Is there a physical way, in our own dimension, to prove that the fourth dimension exists?
>>8114165
What's wrong with
3 space + 1 time = 4 dimensions
?
looks like OP is in highschool and got cucked by a geometrytard
>>8114170
Try to imagine that. What kind of object do you end up with? Describe it to me.
Is there a physical way, in our own dimension, to prove that the three dimensions exists?
>>8114194
Shadows.
>>8114183
A video
>>8114165
Actually I think this question does not make sense. It's just about the way the idea of more than 3 dimensions is tought.
Dimensions are only a way used in I guess every physic model (and not only them of course) to describe a situation. But there is nothing strange here, because for example to describe a situation that involves heat on a surface over time you should use 3 space variables (x, y, z), a time variable (t) and a variable which describes the heat (h).
And you would have a formula like
h = f(x, y, z, t).
And it's actually like having
z = f(x, y),
but in the previous case you need more variables to describe the situation properly, and you would get a shape with 5 dimensions.
So, dimensions are the way we use to describe reality, and that doesn't mean that reality has dimensions itself.
I repeat one more time: dimentions are just a way to see reality, and it's the way we (any sentient being here) use to understand world. But this doesn't mean world is composed by dimensions.
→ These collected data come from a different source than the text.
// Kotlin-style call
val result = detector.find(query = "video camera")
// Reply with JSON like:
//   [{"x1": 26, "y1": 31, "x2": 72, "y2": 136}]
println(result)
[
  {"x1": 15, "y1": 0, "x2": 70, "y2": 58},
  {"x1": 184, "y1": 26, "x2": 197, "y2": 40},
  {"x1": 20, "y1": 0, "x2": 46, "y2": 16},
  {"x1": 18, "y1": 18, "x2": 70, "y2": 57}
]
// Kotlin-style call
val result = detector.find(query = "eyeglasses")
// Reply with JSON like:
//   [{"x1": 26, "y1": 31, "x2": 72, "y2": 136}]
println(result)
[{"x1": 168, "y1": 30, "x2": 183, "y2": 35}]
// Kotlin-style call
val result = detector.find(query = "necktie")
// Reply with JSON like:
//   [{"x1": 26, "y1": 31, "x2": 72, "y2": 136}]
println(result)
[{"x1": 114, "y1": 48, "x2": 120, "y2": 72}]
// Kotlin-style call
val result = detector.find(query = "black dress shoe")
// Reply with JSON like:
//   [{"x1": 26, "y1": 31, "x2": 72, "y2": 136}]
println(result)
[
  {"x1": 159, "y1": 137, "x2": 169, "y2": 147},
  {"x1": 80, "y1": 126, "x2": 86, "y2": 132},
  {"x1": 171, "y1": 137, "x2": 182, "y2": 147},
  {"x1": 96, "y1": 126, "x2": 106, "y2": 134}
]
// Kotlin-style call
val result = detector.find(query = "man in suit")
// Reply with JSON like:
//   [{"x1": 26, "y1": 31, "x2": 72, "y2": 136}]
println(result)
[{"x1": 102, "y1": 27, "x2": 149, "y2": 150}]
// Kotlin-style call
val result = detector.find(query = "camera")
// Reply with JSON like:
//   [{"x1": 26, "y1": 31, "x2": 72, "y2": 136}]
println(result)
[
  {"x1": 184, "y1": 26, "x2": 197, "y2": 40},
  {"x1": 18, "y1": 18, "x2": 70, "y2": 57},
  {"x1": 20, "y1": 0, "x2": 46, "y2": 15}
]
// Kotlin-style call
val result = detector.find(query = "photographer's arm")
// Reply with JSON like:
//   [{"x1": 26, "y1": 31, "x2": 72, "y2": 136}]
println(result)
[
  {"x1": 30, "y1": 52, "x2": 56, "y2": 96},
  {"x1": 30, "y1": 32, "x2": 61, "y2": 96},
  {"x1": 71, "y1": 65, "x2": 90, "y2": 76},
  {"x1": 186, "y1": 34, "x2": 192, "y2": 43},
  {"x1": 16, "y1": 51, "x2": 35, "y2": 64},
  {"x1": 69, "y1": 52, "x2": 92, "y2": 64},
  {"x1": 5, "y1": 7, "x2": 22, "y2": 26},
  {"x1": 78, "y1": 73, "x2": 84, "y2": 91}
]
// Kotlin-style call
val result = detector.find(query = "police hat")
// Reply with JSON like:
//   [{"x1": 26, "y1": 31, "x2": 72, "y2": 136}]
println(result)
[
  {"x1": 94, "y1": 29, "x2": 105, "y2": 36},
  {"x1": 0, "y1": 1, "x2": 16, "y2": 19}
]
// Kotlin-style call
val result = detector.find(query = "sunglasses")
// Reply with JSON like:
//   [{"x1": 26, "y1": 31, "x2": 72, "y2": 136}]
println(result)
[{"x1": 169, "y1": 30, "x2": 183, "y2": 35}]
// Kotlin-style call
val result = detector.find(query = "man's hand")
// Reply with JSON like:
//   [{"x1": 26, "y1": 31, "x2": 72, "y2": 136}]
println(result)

Oh, sorry for my bad english.
>>8114194
Depends on the level of rigor you expect. The fact that Gauss's law/inverse-square force laws seem to be exact is a good indicator.
>>8114165
Try bubbles.
>>8114165
"exists"
In what sense?
>>8114170
Cause that's not what a dimension is
>>8114183
Imagine a suddenly appearing cube with a side length of one light second. It exists for one second and then disappears again. That’s a perfectly valid tesseract.
>>8115293
Yes it is. It's just not a spatial dimension.
I'd imagine the sound waves coming from a wind instrument are vaguely hypercubic
>>8115293
Isomorphic to R4, so yes it is 4 dimensional.
If your talking about 4 spatial dimensions, we can establish axioms for a spatially 4-dimensional system and then deduce certain properties that such a system would have, and further, even uncover the implications such properties would have for 3-dimensional spaces that are defined in this 4-dimensional space, but we as humans can't visualize this 4-dimensional space itself.
>>8115293
Yes it is. Please define dimension.
>>8114217
The modern magical world view identifies the model with the reality it models. The model then counts as a physical cause: curved spacetime = gravity.
Couldn't we just do it on people finding out the Earth is 3D/Spehere. Draw a triangle, add up the angles, find the curvature of the space.
>>8117283
You'd want to draw a tetrahedron and add up the solid angles.